Bought yours yet? If not, read on.
This weekend traditionally sees the biggest sale of Christmas trees, http://www.thehappygardeners.co.uk/ tell us what to look for when buying.
While there are advantages in an artificial tree, Christmas wouldn’t be the same without the real thing.
You can buy pre-cut trees, which have the obvious advantage of ease. There are always hundreds to choose from, usually bundled up in mesh so they’re easy to carry home and put up.
The down side to pre-cut trees is that they were probably cut long before they appear at nurseries, which is often weeks before Christmas. You are also usually limited as to variety of tree, the bulk of pre-cut trees being some type of balsam. If you are set on a particular variety of evergreen, such as a Douglas fir, you may have to pay top dollar.
Cutting your own Christmas tree means it will be fresh. It should retain its needles longer than a pre-cut tree and will probably even add more evergreen scent to your home.
The looming drawback to cut your own is that, as it says, you have to cut your own tree so take a sharp saw. Once it’s cut, you generally have to drag it back to your car, so keep that in mind when looking for the largest, fullest tree. Thankfully, many tree farms have begun realizing that most of us are not as rugged as we are sentimental, and they make the cut your own experience easier by assisting and having sleighs or wagons available to cart the tree to your car.

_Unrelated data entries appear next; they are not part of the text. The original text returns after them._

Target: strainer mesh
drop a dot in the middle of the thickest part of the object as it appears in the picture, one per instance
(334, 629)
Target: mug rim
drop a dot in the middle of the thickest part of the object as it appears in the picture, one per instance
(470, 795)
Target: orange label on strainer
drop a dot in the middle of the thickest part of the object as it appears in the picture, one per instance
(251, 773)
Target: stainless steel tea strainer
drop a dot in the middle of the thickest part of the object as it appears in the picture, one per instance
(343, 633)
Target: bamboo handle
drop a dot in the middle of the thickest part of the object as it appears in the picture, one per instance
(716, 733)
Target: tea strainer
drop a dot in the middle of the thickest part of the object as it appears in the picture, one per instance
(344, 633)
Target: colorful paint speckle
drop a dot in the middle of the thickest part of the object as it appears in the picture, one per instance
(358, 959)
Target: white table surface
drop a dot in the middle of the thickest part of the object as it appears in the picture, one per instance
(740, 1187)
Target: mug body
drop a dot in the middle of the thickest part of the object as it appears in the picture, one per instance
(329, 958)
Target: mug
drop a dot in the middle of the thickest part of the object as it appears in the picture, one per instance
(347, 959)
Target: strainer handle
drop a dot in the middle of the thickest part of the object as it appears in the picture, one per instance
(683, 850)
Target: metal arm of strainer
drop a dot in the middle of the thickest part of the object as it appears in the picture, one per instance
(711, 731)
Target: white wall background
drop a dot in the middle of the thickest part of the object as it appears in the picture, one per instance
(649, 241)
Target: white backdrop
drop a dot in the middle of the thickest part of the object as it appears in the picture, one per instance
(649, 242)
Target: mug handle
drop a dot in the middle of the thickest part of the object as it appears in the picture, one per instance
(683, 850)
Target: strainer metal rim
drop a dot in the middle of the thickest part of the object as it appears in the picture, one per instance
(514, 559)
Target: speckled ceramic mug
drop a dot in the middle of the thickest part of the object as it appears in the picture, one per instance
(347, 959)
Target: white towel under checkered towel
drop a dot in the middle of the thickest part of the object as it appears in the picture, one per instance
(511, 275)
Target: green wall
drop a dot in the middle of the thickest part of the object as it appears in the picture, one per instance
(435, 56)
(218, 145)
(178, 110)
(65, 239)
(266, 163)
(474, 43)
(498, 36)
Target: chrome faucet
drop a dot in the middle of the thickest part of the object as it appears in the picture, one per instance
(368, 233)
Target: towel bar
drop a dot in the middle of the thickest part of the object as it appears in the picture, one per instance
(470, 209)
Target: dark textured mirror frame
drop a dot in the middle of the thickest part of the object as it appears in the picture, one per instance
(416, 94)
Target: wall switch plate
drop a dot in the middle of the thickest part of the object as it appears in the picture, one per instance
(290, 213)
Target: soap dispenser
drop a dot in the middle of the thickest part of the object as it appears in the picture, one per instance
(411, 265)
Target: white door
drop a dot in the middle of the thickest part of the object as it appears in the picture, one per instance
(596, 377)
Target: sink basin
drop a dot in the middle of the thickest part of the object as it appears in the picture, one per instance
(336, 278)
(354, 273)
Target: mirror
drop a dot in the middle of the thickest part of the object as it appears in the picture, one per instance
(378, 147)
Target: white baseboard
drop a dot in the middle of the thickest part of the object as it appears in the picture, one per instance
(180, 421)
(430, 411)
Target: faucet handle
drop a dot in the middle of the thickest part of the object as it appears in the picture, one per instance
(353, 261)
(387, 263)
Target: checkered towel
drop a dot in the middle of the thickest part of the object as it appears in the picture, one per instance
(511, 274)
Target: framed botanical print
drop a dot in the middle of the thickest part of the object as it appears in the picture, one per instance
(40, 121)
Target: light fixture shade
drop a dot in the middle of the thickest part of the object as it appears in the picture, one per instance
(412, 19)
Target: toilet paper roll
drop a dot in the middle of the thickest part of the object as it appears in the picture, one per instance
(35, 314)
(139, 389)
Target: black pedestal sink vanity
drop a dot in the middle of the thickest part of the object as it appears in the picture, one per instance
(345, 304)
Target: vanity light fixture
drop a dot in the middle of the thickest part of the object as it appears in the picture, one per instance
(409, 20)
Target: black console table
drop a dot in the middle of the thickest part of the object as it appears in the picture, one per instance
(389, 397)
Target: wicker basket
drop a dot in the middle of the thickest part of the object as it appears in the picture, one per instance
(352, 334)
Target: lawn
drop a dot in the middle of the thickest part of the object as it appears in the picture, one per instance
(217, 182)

I have never in my life been brave enough to cut down my own Christmas tree.
Finally, the drawback to both pre-cut and cut your own trees is that because they’re dead they are slowing drying out, dropping needles all over your floor and your presents. And the drier they get, the more of a fire hazard they are. Don’t you love still finding the needles in July?
The final choice is a live tree. If you live in an area with mild winters, there are probably potted or balled and burlaped (B and B) trees available all year. If your local garden centres ship off their nursery stock before the holidays, you may need to have pre-ordered a live tree or even bought it during the growing season.
Live trees will, of course, be the freshest choice. Depending on the size of your tree, you can move it in and out of your home and reuse it, or plant outside and maybe decorate for the holiday.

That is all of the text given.